6. Appellant relies heavily on Clarke v. Chase National Bank, 2 Cir., 1943, 137 F. 2d 797, where the reorganization trustee brought suit, on five causes of action, against the indenture trustee, which, like appellant, was also a creditor of the debtor. The second and fourth counts charged defendant with misconduct in preferring itself, as creditor, to its cestuis under the indenture. The first and third counts charged that defendant by its inaction permitted the debtor to siphon off assets of the estate in violation of the indenture. The district court had dismissed all five counts, from which order of dismissal the reorganization trustee prosecuted an appeal. In reinstating the second and fourth counts but affirming the dismissal of the first and third, the court stated that the latter two were personal to the debenture holders and could not be asserted by the reorganization trustee. The fifth count, seeking recovery of trustee's fees paid to defendant, was dismissed for jurisdictional grounds not here pertinent.
While the counterclaims based on the Chicago proceeds are similar in many respects to the first and third causes of action in Clarke, the instant problem differs from that case in that the Solar reorganization trustee asserts his causes of action as counterclaims to an accounting and proofs of claim for trustees' fees, whereas in Clarke there apparently was no accounting nor proofs of claim relating to the same subject matter as the reorganization trustee's cause of action. This distinction is analogous to the distinction, made above, between original suits to recover preferences, which must be plenary, and counterclaims to recover preferences, which may be summary. In both instances the claimant subjects himself to the jurisdiction of the court for purposes of counterclaims relating to and a part of the subject matter of the claim.
7. The indenture was not printed in the appendices submitted by the parties.

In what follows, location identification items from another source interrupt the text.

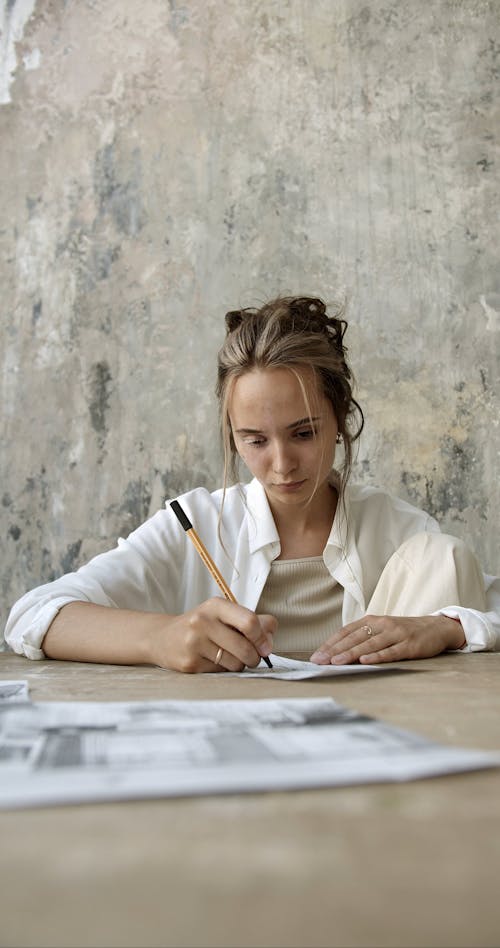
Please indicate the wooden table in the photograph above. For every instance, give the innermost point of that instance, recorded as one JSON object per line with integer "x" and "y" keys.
{"x": 415, "y": 864}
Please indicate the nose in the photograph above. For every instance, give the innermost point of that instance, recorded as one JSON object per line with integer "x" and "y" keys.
{"x": 283, "y": 460}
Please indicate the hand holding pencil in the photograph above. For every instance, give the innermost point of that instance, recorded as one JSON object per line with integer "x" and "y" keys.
{"x": 211, "y": 566}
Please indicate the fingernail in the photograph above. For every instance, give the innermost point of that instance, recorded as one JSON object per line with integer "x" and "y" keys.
{"x": 320, "y": 658}
{"x": 339, "y": 659}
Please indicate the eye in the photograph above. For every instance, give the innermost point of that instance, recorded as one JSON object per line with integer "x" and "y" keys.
{"x": 304, "y": 434}
{"x": 254, "y": 442}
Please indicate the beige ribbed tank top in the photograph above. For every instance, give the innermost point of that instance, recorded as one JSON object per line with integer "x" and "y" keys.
{"x": 306, "y": 600}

8. H. Report #1409, 75th Cong. 1st Sess. (1937) at p. 43 states:
"It would be idle to provide that protective measures be adopted without likewise providing the means whereby such protection can be afforded. It would be futile to attempt to return these bankrupt estates to their real owners without providing the mechanism whereby the real owners could come into possession and power. There must be power and responsibility in the hands of a qualified representative of investors. Otherwise disorganization may result. Investors must be afforded a `focal point' for organization. Such a device as the independent trustee furnishes them with one in the cases big enough to possess an appreciable investor interest * * *."